The Formation of Castle Street.

By chantal

In April 1827 there appeared in the then Dover newspaper The Cinque Ports Herald. An advertisement which announced to builders and others that fourteen acres of very eligible building land would be let on lease the said land being known by the name of Tinkers Close and situate on the rise of the Castle four minutes walk from the Marine Parade and Baths and commanding views of the sea, harbour and neighbouring country.

We select the forgoing old advertisements as a text for a few remarks because it carries us back to the commencements of a series of improvements that had to do with the development of Dover.

This Tinkers Close was the land that is now bounded by Harold Passage, Ashen Tree Lane Alfred Place and Laureston place. It is not necessary to describe the way in which the enterprising builder responded to this advertisement because anyone who likes to visit the spot can see for himself that there must have been a great deal more ingenuity in the mind of the writer of the advertisement than in the subsequent designer of the “rural residences and dwelling suited for the purpose of a genteel and fashionable watering place.”

It requires quite an effort of the imagination to picture what the site above mentioned and its surroundings looked like.

St. James Church of course, was non-existent and there was not a single house except perhaps a solitary lodge or cottage on the sites of Maison Dieu Road, Pencester Road and Park Street.

The old Castle standing in solitary grandeur looked down upon the fields where the Dauphin of France carried on his siege of the Castle in King John’s reign and where the Royalists in later days in vein beleaguered the forces of the Commonwealth. No material change had taken place in this district from those primitive times until the enterprising land agent placed Tinkers Close in the Market as a building estate.

Let us sketch in rapid panoramic style what followed.

If there were an original tinkers-hole adjoining Harold passage and on the upper side of this hole, one widow “Hopper” a sort of amazon had a rude dwelling house from which she was not easily ejected. Looking from this building estate towards the Market Place we observe that there is no Castle Street. Between Dee Stone lane to Dolphin Lane there is a wide marshy area intersected by the Dour and occupied by Humphrey Humphrey’s tannery, Stringers barn and Gardeners cottage. The way to the town is down St. James Street but it is a very narrow way, the residence of Mr. H–? one side and the White Horse public house on the other dispute the passage making it so narrow that a travelling caravan cannot pass.

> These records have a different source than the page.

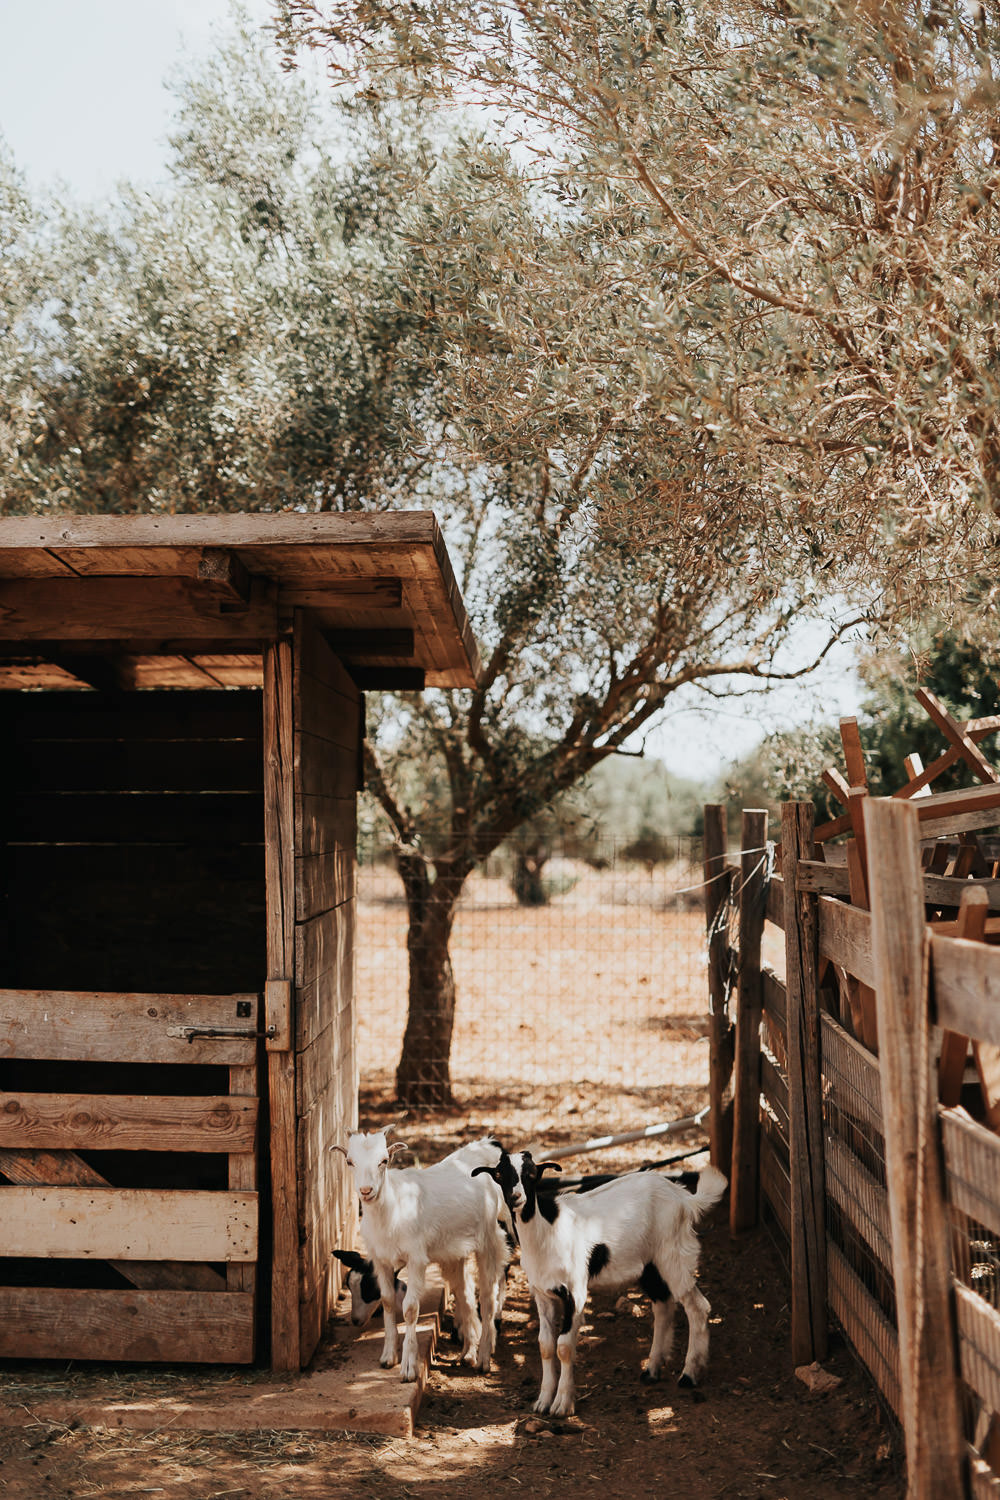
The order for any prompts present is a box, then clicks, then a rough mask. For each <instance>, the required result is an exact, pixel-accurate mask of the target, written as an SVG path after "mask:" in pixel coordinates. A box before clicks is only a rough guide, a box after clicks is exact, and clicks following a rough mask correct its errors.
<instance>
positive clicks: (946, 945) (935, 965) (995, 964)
mask: <svg viewBox="0 0 1000 1500" xmlns="http://www.w3.org/2000/svg"><path fill="white" fill-rule="evenodd" d="M931 978H933V984H934V992H933V993H934V1014H936V1020H937V1025H939V1026H943V1028H945V1029H946V1031H954V1032H958V1034H960V1035H963V1037H975V1038H976V1040H979V1041H988V1043H994V1044H1000V948H994V947H991V945H988V944H981V942H970V941H969V939H966V938H945V936H942V935H939V933H934V936H933V939H931Z"/></svg>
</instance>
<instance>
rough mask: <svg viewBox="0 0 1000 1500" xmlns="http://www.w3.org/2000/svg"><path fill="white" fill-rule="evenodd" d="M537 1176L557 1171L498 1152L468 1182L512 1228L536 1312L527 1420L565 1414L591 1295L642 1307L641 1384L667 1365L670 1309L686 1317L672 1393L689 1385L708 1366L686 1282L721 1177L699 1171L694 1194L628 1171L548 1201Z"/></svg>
mask: <svg viewBox="0 0 1000 1500" xmlns="http://www.w3.org/2000/svg"><path fill="white" fill-rule="evenodd" d="M546 1169H553V1170H556V1172H559V1170H561V1167H559V1164H558V1163H555V1161H540V1163H535V1161H532V1158H531V1152H528V1151H525V1152H517V1155H513V1157H508V1155H507V1152H504V1154H502V1157H501V1160H499V1163H498V1166H496V1167H486V1166H483V1167H475V1169H474V1176H477V1175H480V1173H489V1175H490V1176H492V1178H493V1181H495V1182H496V1184H498V1185H499V1188H501V1191H502V1193H504V1199H505V1200H507V1205H508V1206H510V1209H511V1212H513V1215H514V1220H516V1224H517V1235H519V1239H520V1263H522V1268H523V1271H525V1275H526V1278H528V1284H529V1286H531V1292H532V1296H534V1299H535V1307H537V1308H538V1347H540V1352H541V1391H540V1394H538V1400H537V1401H535V1412H549V1413H550V1415H552V1416H571V1415H573V1409H574V1401H576V1391H574V1383H573V1362H574V1359H576V1344H577V1335H579V1332H580V1323H582V1322H583V1311H585V1308H586V1301H588V1296H589V1293H591V1290H600V1292H621V1290H622V1289H624V1287H630V1286H636V1284H637V1286H640V1287H642V1290H643V1292H645V1293H646V1296H648V1298H649V1299H651V1302H652V1316H654V1325H652V1346H651V1349H649V1359H648V1362H646V1367H645V1370H643V1373H642V1379H643V1380H658V1379H660V1373H661V1370H663V1367H664V1364H666V1361H667V1359H669V1356H670V1349H672V1344H673V1320H675V1313H676V1304H678V1302H679V1304H681V1307H682V1308H684V1311H685V1313H687V1319H688V1350H687V1358H685V1362H684V1373H682V1376H681V1380H679V1385H682V1386H694V1385H697V1382H699V1380H700V1377H702V1374H703V1373H705V1367H706V1364H708V1314H709V1313H711V1307H709V1304H708V1299H706V1298H705V1296H703V1295H702V1293H700V1292H699V1289H697V1284H696V1280H694V1277H696V1272H697V1263H699V1242H697V1236H696V1233H694V1224H696V1223H697V1220H699V1218H700V1217H702V1215H703V1214H705V1212H706V1209H709V1208H711V1206H712V1205H714V1203H718V1200H720V1199H721V1196H723V1193H724V1191H726V1178H724V1176H723V1173H721V1172H718V1170H717V1169H715V1167H706V1169H705V1172H702V1175H700V1178H699V1187H697V1193H694V1194H691V1193H685V1191H684V1188H679V1187H678V1185H676V1184H673V1182H670V1181H669V1179H666V1178H658V1176H657V1175H655V1173H649V1172H633V1173H628V1175H627V1176H624V1178H618V1179H616V1181H615V1182H609V1184H606V1185H603V1187H598V1188H594V1190H592V1191H589V1193H583V1194H568V1196H565V1197H561V1196H552V1197H549V1196H547V1194H544V1196H543V1194H540V1193H538V1181H540V1179H541V1176H543V1173H544V1172H546ZM556 1356H558V1364H556ZM559 1367H561V1368H559Z"/></svg>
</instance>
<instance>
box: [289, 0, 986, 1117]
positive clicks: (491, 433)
mask: <svg viewBox="0 0 1000 1500" xmlns="http://www.w3.org/2000/svg"><path fill="white" fill-rule="evenodd" d="M276 9H277V15H279V31H280V34H282V36H283V40H285V45H286V55H288V58H289V60H292V58H294V55H295V48H297V46H301V45H304V46H316V48H321V49H322V52H324V60H325V62H327V65H328V68H330V72H331V75H333V78H334V80H339V81H340V83H342V84H343V92H345V96H348V98H349V99H351V101H352V107H354V108H358V110H364V108H370V110H372V111H373V113H375V114H379V113H382V114H384V113H385V111H393V110H403V108H406V104H408V102H412V101H417V102H418V105H420V108H423V110H429V108H433V107H435V105H439V107H444V108H445V110H451V111H453V113H454V115H456V118H465V120H468V117H469V110H478V111H480V114H478V115H477V118H478V120H481V121H486V123H484V126H483V135H481V136H480V138H478V139H480V144H478V145H477V147H472V145H469V160H471V162H472V160H474V162H475V166H474V172H475V174H477V175H478V178H480V181H481V184H483V196H481V198H480V196H475V195H472V196H469V195H468V192H465V187H463V193H465V196H463V198H462V199H460V201H459V199H456V198H453V196H450V195H448V193H447V192H441V190H439V184H438V183H435V181H433V180H432V178H426V180H421V181H412V183H411V187H409V195H411V198H412V201H421V202H423V205H424V207H423V219H421V234H420V239H418V240H415V242H414V246H412V251H414V263H415V264H418V266H420V267H421V276H426V282H424V297H426V302H424V311H426V314H427V317H429V318H433V320H435V323H436V324H438V326H439V327H441V329H442V336H444V339H445V341H447V344H448V348H450V357H451V360H453V372H454V393H456V399H457V404H456V410H454V417H453V422H451V426H450V434H451V438H453V441H454V443H456V444H457V447H459V449H463V450H465V452H466V453H468V456H469V458H471V459H478V460H481V463H483V465H484V471H486V472H487V474H489V475H490V481H492V483H493V484H496V483H498V481H499V483H501V484H504V483H508V484H510V489H508V490H507V495H508V496H513V495H514V493H519V495H520V496H522V504H523V505H525V508H523V510H519V508H517V502H516V504H514V505H513V507H511V508H507V510H504V501H501V502H499V508H498V510H495V514H496V516H498V517H499V520H501V526H499V528H493V529H492V531H490V532H480V535H478V537H477V540H480V541H487V537H489V541H487V546H489V547H490V549H493V555H496V552H495V547H496V544H499V549H501V552H502V553H504V561H502V565H501V567H499V570H498V573H496V574H495V576H504V577H505V579H508V580H510V582H511V583H514V588H510V586H507V588H505V589H504V592H502V597H501V598H496V600H493V598H489V600H486V598H478V597H477V579H478V577H483V576H484V574H486V573H487V571H489V570H487V568H484V567H483V562H481V561H478V562H477V564H475V565H466V571H465V579H466V588H469V586H471V595H472V600H474V609H475V618H477V625H478V628H480V631H481V636H483V639H484V642H486V675H484V681H483V687H481V690H480V691H478V693H477V694H474V696H472V702H471V706H468V708H466V706H465V705H462V708H460V711H459V712H457V714H456V711H454V706H453V705H447V703H439V702H436V700H435V702H430V703H426V705H423V706H421V708H418V709H414V720H412V724H414V739H412V741H411V742H409V745H408V750H415V748H417V745H418V744H423V745H426V744H436V745H438V747H439V751H441V754H442V757H444V760H445V763H447V766H448V777H450V790H451V805H453V808H454V817H453V823H451V826H450V829H448V837H447V838H445V840H444V843H442V844H441V846H438V849H436V850H435V852H433V868H435V874H436V879H435V880H433V882H432V880H430V876H427V883H426V885H424V886H423V888H421V895H420V910H423V912H426V913H427V915H430V913H432V910H433V906H435V900H436V901H438V903H439V906H438V912H436V918H435V919H436V938H435V936H433V933H432V930H430V929H429V938H430V948H432V950H436V951H438V953H441V951H442V950H441V942H442V933H444V932H445V930H447V929H448V926H450V921H451V915H450V913H451V912H453V901H454V892H456V891H457V889H459V888H460V883H462V879H463V877H465V871H466V870H468V867H469V859H471V850H472V849H474V847H481V846H484V844H489V843H490V840H493V838H496V837H499V835H502V837H505V835H507V832H508V829H510V828H511V826H514V825H516V823H517V822H519V820H522V819H523V817H526V816H532V814H534V811H535V808H537V805H538V801H549V799H550V798H552V796H553V795H556V793H558V792H561V790H562V787H564V786H568V784H571V783H573V781H574V780H576V778H577V777H579V775H582V774H585V772H586V771H589V769H591V768H592V765H594V763H595V762H597V760H598V759H600V757H601V756H603V754H607V753H609V750H612V748H615V745H616V744H622V742H624V741H625V739H627V736H628V735H633V733H634V732H636V730H637V729H640V727H642V724H643V723H646V721H648V718H649V715H651V714H654V712H657V711H658V708H660V706H661V703H663V702H664V700H666V697H667V696H669V694H670V693H672V691H673V690H675V688H676V687H678V685H679V684H681V681H684V679H687V681H699V682H703V684H705V682H711V676H709V673H711V672H714V670H715V669H717V667H721V669H723V673H724V675H723V676H721V678H720V681H726V673H729V679H730V681H732V678H733V675H736V673H739V672H741V670H742V669H744V667H745V669H747V670H750V672H760V670H762V669H763V670H765V672H766V669H768V667H766V666H765V657H768V655H769V652H771V649H772V648H774V643H775V640H778V639H780V634H781V628H783V625H787V624H789V622H790V621H792V619H795V618H796V615H798V613H799V612H801V610H805V609H807V607H808V601H810V600H814V598H820V600H823V598H831V597H838V595H840V597H853V598H859V597H861V598H862V600H864V601H865V610H867V613H868V615H870V618H871V619H880V621H882V622H883V624H885V625H888V627H889V628H892V630H894V631H895V633H900V631H901V630H903V631H904V630H906V628H907V627H909V625H912V624H913V621H916V619H919V618H921V616H922V613H924V612H925V610H927V607H928V606H934V604H940V603H942V579H948V580H949V582H948V586H949V589H951V594H952V597H951V600H949V603H951V604H952V607H954V615H955V618H957V619H961V616H963V612H964V613H966V616H969V615H970V613H978V615H979V616H982V612H985V613H987V616H990V615H991V613H996V601H997V589H999V588H1000V582H999V577H1000V574H999V573H997V568H996V565H994V558H996V541H997V501H999V499H1000V492H999V489H997V484H999V478H997V475H1000V465H999V463H997V458H999V456H1000V453H999V447H997V444H999V437H1000V426H999V423H1000V416H999V414H1000V405H999V402H997V395H999V389H997V387H999V380H997V375H999V371H1000V365H999V354H997V350H999V341H997V294H996V288H997V285H999V278H997V245H999V243H1000V240H999V237H997V184H999V181H1000V175H999V174H1000V162H999V159H997V144H996V142H997V130H996V107H997V83H996V80H994V58H996V55H997V51H999V46H997V43H999V40H1000V36H999V33H997V24H999V23H997V18H996V15H993V13H990V15H988V13H987V12H985V10H984V9H982V7H975V13H973V10H972V9H967V7H966V6H963V5H960V3H958V0H946V3H945V5H942V6H936V7H934V9H933V10H930V9H927V7H925V6H922V5H918V3H913V0H891V3H886V5H880V6H871V5H867V3H862V0H837V3H832V5H831V3H819V0H799V3H796V5H795V6H786V5H774V3H772V0H721V3H720V0H690V3H685V5H672V6H655V5H649V6H645V5H643V6H639V5H636V6H630V5H625V6H624V5H619V3H618V0H483V3H478V5H475V6H469V5H465V3H460V0H436V3H433V5H426V6H400V5H396V3H390V0H276ZM430 285H433V296H432V294H430V291H429V288H430ZM493 498H495V499H496V490H495V492H493ZM523 514H532V525H531V526H529V528H528V529H522V528H520V525H519V519H520V516H523ZM465 556H466V558H469V553H465ZM496 606H499V607H496ZM544 642H549V645H550V649H546V648H544V645H543V643H544ZM738 642H742V643H745V642H753V646H751V649H750V651H748V652H741V649H739V648H738ZM741 654H742V664H741V660H739V658H741ZM514 706H516V709H517V732H516V733H514V735H511V733H510V727H511V708H514ZM528 726H531V727H532V733H531V735H526V733H525V730H526V727H528ZM541 726H544V729H543V732H541V733H538V729H540V727H541ZM384 805H385V807H387V810H388V811H390V814H391V816H393V820H394V823H396V826H397V828H399V829H400V831H402V832H403V837H405V838H409V840H411V841H414V844H415V838H417V826H418V820H420V819H418V817H415V819H411V820H409V823H408V820H406V811H405V808H400V807H393V801H391V798H390V796H388V795H385V796H384ZM427 852H430V850H427ZM430 927H432V929H433V922H432V924H430ZM442 975H444V966H442V963H435V966H433V983H432V984H430V986H429V993H430V992H432V990H433V989H435V986H438V983H439V981H441V980H442ZM418 1004H420V998H418V996H417V995H415V993H414V992H411V1016H412V1014H414V1010H415V1007H418ZM444 1010H447V1007H444V1008H442V1013H444ZM409 1041H411V1043H412V1044H414V1047H417V1038H415V1037H412V1038H409ZM432 1050H433V1052H436V1053H438V1055H441V1052H442V1043H441V1041H438V1043H435V1047H433V1049H432ZM414 1056H417V1053H415V1052H414ZM429 1061H430V1059H429ZM411 1085H412V1077H409V1076H408V1074H406V1073H405V1071H403V1073H400V1088H402V1089H403V1091H405V1089H408V1088H409V1086H411Z"/></svg>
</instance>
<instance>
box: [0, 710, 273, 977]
mask: <svg viewBox="0 0 1000 1500" xmlns="http://www.w3.org/2000/svg"><path fill="white" fill-rule="evenodd" d="M220 700H222V703H225V705H226V708H228V715H226V714H222V712H220ZM4 730H6V732H4V745H3V759H4V772H6V775H4V781H3V789H1V790H0V798H1V799H3V825H4V831H6V837H7V840H9V843H7V850H6V861H7V867H9V935H10V936H9V945H7V951H6V957H4V965H3V972H1V974H0V980H1V981H3V983H6V984H7V986H9V987H12V989H16V987H22V989H39V990H106V992H112V990H118V992H144V990H145V992H157V993H165V992H177V993H187V995H192V993H201V992H205V993H210V992H214V993H231V992H234V990H259V987H261V983H262V977H264V942H262V932H264V922H262V916H264V850H262V841H264V817H262V793H261V774H262V772H261V696H259V693H252V691H250V693H240V691H235V693H225V694H220V693H142V694H121V696H117V697H114V699H109V700H106V702H102V706H100V708H97V706H96V705H94V702H93V697H91V696H90V694H75V693H12V694H7V696H6V700H4ZM7 807H9V814H10V816H9V819H7ZM7 829H9V831H7ZM42 888H43V889H45V900H39V898H37V892H39V889H42Z"/></svg>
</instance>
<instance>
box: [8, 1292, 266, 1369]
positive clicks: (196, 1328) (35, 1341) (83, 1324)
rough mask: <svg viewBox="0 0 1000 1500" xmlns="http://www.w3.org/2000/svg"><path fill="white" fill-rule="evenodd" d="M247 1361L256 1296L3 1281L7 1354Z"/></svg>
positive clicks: (250, 1349) (243, 1361)
mask: <svg viewBox="0 0 1000 1500" xmlns="http://www.w3.org/2000/svg"><path fill="white" fill-rule="evenodd" d="M94 1350H99V1352H100V1358H102V1359H109V1361H115V1359H120V1361H139V1362H144V1364H145V1362H151V1361H169V1362H183V1364H187V1362H196V1364H213V1365H214V1364H249V1362H250V1361H252V1358H253V1298H252V1296H250V1295H232V1293H229V1292H223V1293H216V1295H211V1293H205V1292H84V1290H79V1289H72V1290H70V1289H63V1287H0V1356H1V1358H4V1359H61V1361H64V1359H93V1358H94Z"/></svg>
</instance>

The idea of forming Castle Street was originated about the year 1829 by Mr. William Prescott who subsequently emigrated to Australia. The entrance to the street from the Market Place, was then occupied by the Antwerp Stables, and these buildings threatened for some time to bar the way. These stables together with the hotel had been bought by Mr. Huntley for a sum of £2,900 and he refused for a long time to allow the new street to run through his premises.

But some six years later the Paving Commissioners obtained an Act of Parliament to improve Bench Street and under the same powers the entrance of Castle Street was bought at the enormous price of £3,100. When this obstacle was removed Castle Street grew apace under the joint efforts of Mr. J Finnis, Mr. Henry Elve, Mr. Edward Knocker and Mr. William Prescott. It is a sad pity that when they were making Castle Street they did not improve the tannery off the face of the earth and then the property would have doubled in value. The top of Castle Street was linked on “the new way to the castle” which had been formed by the War Department some thirty years before,

After Castle Street came Russell Street and Eastbrook Place and then in more recent years the rural lane at the back of the Maison Dieu Fields was widened and the charming thoroughfare with its ample residence known as Maison Dieu Road sprang up, the handsome mansions of the Victoria Park of a later date. This piece of land was formally called Strangers Field. It was then an open sort of place and the sentry box of the outer castle guard was in a wilder situation than it now is. It was when the locality was in that lonesome state that one night a solitary sentry marched his weary rounds when in the silence of the night he heard footsteps approaching “who goes there” bawled out the sentry – no reply. The challenge was repeated but although the footsteps approached closer there was no answer whereupon the brave defender levelled his musket and fired. A groan was the only response and nothing was seen or heard of the intruder until dawn discovered the dead body of a donkey who had strayed from the adjacent field and had suffered the penalty of trespassing on dangerous ground. What a change on the old hillside since that donkey’s fatal night.

Victoria Park the masterpiece of Dover’s domestic architecture looks down upon a wide extent of still more modern buildings.

The old hill has also been pierced to a depth of 230 feet by wells which supply the purest water to the town at the rate of fifty thousand gallons per hour of a later date has been the laying of the beautiful grounds of Castle Mount where a noble collegiate mansion has been erected by Mr. Robert Chignell. Adjoining this is Dover’s latest attraction the Connaught Park and skirting it is the Dover Castle Estate where may be some of the most approved samples of suburban residences.

Happily we have wandered from the early to the latest improvements of Dover the latter proving that the spirit of enterprise which existed in Dover years ago has now become extinct.